Plain language summary

Lung cancer is the most common cancer worldwide and has a high mortality rate. Overall survival expectancy in metastatic NSCLC has increased from 11 months to 18 months. The detection of targeting mutations and the introduction of targeted treatments are the factors that increase overall survival. The contribution of immunotherapy to NSCLC is indisputable. The contribution of immunotherapy is low in NSCLC with driver mutation. We found that survival was associated with peripheral parameter indicators of inflammation despite the less inflamed tumor microenvironment. For immunotherapy to be effective in NSCLC, where there are not many treatment options, investigating different immune checkpoints or escape mechanisms and treatment planning for these will further improve survival.

Tweetable abstract

Peripheral inflammatory parameters may be associated with survival in driver mutation NSCLC, in contrast to a less inflammatory tumor microenvironment.

Summary points
  • NSCLC is a tumor with high morbidity and mortality.

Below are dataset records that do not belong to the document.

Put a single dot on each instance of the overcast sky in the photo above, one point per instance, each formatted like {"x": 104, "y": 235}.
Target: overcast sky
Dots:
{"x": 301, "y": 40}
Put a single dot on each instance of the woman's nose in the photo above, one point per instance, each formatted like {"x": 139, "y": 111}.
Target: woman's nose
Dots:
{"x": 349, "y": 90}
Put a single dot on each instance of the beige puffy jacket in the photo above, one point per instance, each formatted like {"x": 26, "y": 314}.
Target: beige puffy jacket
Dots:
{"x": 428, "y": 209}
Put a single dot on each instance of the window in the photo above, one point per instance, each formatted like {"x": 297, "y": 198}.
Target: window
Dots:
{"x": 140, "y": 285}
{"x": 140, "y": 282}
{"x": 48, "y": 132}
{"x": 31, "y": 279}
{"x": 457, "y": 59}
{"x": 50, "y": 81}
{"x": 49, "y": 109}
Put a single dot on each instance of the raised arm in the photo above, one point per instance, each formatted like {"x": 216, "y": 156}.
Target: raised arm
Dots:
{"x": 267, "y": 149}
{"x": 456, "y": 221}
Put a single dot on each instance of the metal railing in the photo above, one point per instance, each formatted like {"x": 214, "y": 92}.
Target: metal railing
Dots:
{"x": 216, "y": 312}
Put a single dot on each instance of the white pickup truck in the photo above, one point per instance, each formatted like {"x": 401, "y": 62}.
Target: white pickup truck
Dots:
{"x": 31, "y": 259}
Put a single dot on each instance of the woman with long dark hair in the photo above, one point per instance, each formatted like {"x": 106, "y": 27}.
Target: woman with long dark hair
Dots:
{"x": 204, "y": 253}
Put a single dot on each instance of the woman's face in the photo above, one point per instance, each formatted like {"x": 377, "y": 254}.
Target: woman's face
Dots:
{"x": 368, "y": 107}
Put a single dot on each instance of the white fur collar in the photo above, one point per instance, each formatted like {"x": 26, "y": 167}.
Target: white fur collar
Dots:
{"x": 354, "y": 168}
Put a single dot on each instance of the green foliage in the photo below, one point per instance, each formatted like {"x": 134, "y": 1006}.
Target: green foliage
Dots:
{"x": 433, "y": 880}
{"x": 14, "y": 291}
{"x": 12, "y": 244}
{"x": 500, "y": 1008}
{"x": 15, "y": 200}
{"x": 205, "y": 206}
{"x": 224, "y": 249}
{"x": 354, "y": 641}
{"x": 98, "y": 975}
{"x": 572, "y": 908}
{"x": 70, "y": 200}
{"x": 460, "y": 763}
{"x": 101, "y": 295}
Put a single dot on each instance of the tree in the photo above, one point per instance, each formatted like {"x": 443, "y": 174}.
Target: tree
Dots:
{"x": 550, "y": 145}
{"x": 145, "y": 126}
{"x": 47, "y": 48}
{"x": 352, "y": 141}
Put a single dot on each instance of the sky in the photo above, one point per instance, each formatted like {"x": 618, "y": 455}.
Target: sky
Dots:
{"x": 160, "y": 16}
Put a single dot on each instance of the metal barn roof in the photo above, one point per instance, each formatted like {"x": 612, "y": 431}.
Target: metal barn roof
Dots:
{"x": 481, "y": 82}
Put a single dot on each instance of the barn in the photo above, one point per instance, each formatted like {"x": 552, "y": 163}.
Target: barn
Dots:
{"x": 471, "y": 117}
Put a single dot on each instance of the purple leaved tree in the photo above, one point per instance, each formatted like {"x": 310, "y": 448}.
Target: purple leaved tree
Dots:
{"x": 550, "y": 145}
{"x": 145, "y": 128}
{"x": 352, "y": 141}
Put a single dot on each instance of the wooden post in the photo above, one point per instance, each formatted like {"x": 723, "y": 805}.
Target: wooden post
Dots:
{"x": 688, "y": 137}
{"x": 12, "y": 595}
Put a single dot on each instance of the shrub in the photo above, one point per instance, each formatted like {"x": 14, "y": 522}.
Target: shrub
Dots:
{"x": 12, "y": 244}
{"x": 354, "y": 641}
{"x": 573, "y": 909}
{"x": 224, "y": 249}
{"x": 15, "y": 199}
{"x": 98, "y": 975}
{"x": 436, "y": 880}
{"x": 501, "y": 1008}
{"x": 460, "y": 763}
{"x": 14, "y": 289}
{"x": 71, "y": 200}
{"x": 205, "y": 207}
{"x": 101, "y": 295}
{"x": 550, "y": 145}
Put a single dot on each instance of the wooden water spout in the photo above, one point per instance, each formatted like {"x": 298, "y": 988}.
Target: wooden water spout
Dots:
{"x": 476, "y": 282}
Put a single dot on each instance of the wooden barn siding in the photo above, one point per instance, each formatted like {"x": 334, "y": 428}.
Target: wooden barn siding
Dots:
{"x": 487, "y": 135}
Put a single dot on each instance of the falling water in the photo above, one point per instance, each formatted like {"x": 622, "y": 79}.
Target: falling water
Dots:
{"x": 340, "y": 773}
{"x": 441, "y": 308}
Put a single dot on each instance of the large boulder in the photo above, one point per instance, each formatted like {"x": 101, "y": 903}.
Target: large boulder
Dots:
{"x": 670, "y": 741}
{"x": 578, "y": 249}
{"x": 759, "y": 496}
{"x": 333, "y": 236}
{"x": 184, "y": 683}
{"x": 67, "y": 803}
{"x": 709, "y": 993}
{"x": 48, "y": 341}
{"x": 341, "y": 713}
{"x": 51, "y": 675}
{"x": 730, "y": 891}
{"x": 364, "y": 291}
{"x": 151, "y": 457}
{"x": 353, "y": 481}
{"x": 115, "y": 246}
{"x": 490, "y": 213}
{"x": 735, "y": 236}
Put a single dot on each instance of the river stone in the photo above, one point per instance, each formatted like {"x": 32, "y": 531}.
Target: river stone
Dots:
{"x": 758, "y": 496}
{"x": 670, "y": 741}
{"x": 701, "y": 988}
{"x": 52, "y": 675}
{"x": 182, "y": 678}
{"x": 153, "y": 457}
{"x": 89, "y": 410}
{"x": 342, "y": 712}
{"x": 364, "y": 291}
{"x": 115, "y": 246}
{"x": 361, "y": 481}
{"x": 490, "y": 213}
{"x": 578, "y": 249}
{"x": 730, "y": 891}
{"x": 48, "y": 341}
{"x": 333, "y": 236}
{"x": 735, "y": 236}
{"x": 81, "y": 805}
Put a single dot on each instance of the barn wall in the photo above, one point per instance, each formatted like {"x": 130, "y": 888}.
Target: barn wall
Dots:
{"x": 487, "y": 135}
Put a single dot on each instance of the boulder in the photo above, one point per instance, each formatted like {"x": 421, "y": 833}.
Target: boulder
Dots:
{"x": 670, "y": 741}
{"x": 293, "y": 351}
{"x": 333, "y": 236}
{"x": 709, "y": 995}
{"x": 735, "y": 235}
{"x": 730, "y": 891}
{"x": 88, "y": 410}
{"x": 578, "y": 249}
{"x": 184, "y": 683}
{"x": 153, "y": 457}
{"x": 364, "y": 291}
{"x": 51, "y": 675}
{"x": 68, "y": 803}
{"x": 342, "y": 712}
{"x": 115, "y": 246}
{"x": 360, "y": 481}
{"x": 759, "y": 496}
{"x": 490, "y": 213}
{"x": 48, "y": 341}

  • New drugs are coming into use for driver mutations and targetable mutations.

  • The tumor microenvironment is less inflamed, and the immune response–tumor relationship is unclear.

  • The effectiveness of immunotherapy is poor in patients with driver mutations.

  • After targetable therapy, chemotherapy and other treatment options are limited.

  • PD-L1 score is not sufficient to predict the effectiveness of immunotherapy.

  • The reflection of inflammation in the tumor microenvironment on peripheral parameters may be seen in many tumor types.

  • The relationship was found between less inflammatory NSCLC and peripheral inflammatory parameters.

  • Some are unknown about the tumor–immune response or immune escape and microenvironment relationship.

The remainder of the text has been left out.